Why annual review matters
Part D plans publish new formularies and premiums every year. The plan that ranked #1 for your drugs last year may rank #15 this year. Drug tier changes, formulary removals, network exclusions, and premium increases compound annually.
MA plans similarly change networks, drug formularies, and benefits every year. A plan that was great in 2025 may have lost your specialist or moved your medication to a higher tier in 2026.
Original Medicare itself doesn't change much — Part B premium adjusts annually, deductibles tweak. But Medigap premiums increase based on the rate method (attained-age plans go up faster).
Net effect: people who don't re-shop annually pay an average of $400-1,000/year more than they should. Compounded over 20-year retirements, that's $10,000-25,000 in waste.
The October calendar
September: Annual Notice of Change (ANOC) arrives from your current plan. This document lists every change for next year — new premium, formulary changes, network changes. READ IT.
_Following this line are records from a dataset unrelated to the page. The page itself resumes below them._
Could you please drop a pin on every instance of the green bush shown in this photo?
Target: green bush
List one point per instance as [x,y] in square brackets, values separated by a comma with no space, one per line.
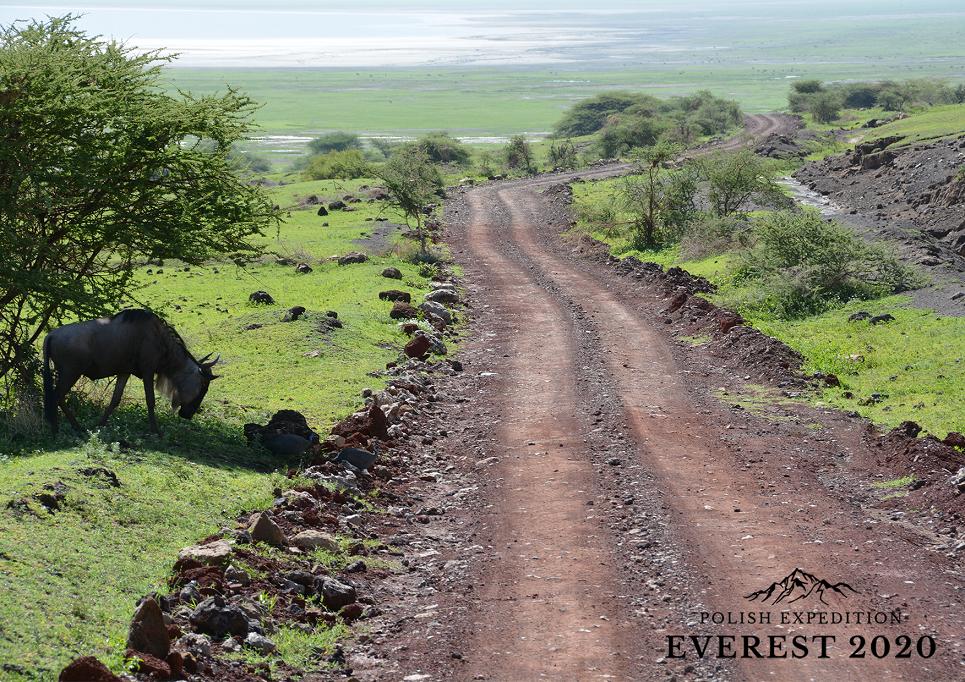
[344,165]
[334,142]
[443,148]
[800,265]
October 1: Plan Finder updates with new-year plan data. You can see all 30+ Part D plans + all MA plans for your zip with new pricing.
October 15: AEP opens. You can submit enrollment changes for January 1 effective.
December 7: AEP closes. Last day to make AEP-eligible changes.
January 1: New plan is in effect.
January 1 – March 31: MA-OEP (only if in MA). Buffer period to switch MA plans if needed.
The 30-minute review process
Step 1 (5 min): Pull your current medication list with exact dosages and frequencies. Update for any new drugs from the past year.
Step 2 (5 min): Read your ANOC. Note: did your premium change? Were any drugs moved to higher tiers? Did the deductible change?
Step 3 (10 min): Run your drug list through Compare My Medicare or Medicare's Plan Finder. Get the ranked list of plans for your zip.
Step 4 (5 min): Compare top 3 alternatives against current plan. Verify: drugs covered? Premium? Deductible? Total expected cost?
Step 5 (5 min): If a different plan saves $100+/year for the same coverage quality, enroll in the new plan. Old plan auto-disenrolls when new one starts.
MA plan annual review
If you're on an MA plan, your review checklist adds:
Provider directory verification: are your doctors still in-network for next year? Networks change — losing a specialist mid-year is a big deal.
Drug formulary check: same as Part D review.
Prior authorization changes: did the plan add PA requirements for services you use?
Star rating check: plans rated below 3 stars for 3+ years can be terminated. If your plan dropped, your enrollment may be at risk.
Benefits comparison: did dental, vision, hearing benefits change? Are extras still useful?
Medigap annual review
Medigap reviews are simpler. Your Medigap doesn't change benefits (federally standardized) but premiums increase annually with attained-age plans.
Each year: check if a different carrier is cheaper for Plan G in your state. If yes, you can apply with new carrier — but you'll go through medical underwriting (outside the 6-month OEP). Only switch if you're healthy enough to qualify.
Some states (Birthday Rule states like CA, OR, MO) let you switch Medigap carriers annually around your birthday with guaranteed-issue. Check your state.
After AEP — confirmations
After enrolling in a new plan: confirm the enrollment within 2 weeks. New plan should send a confirmation letter or call.
If you don't get a confirmation: call the new plan directly. Don't assume enrollment processed.
January 1: new plan ID card should arrive. If it doesn't by mid-January, escalate.
First fill in January: confirm the pharmacy uses the new plan, not the old one. Sometimes pharmacies have stale info — bring the new card.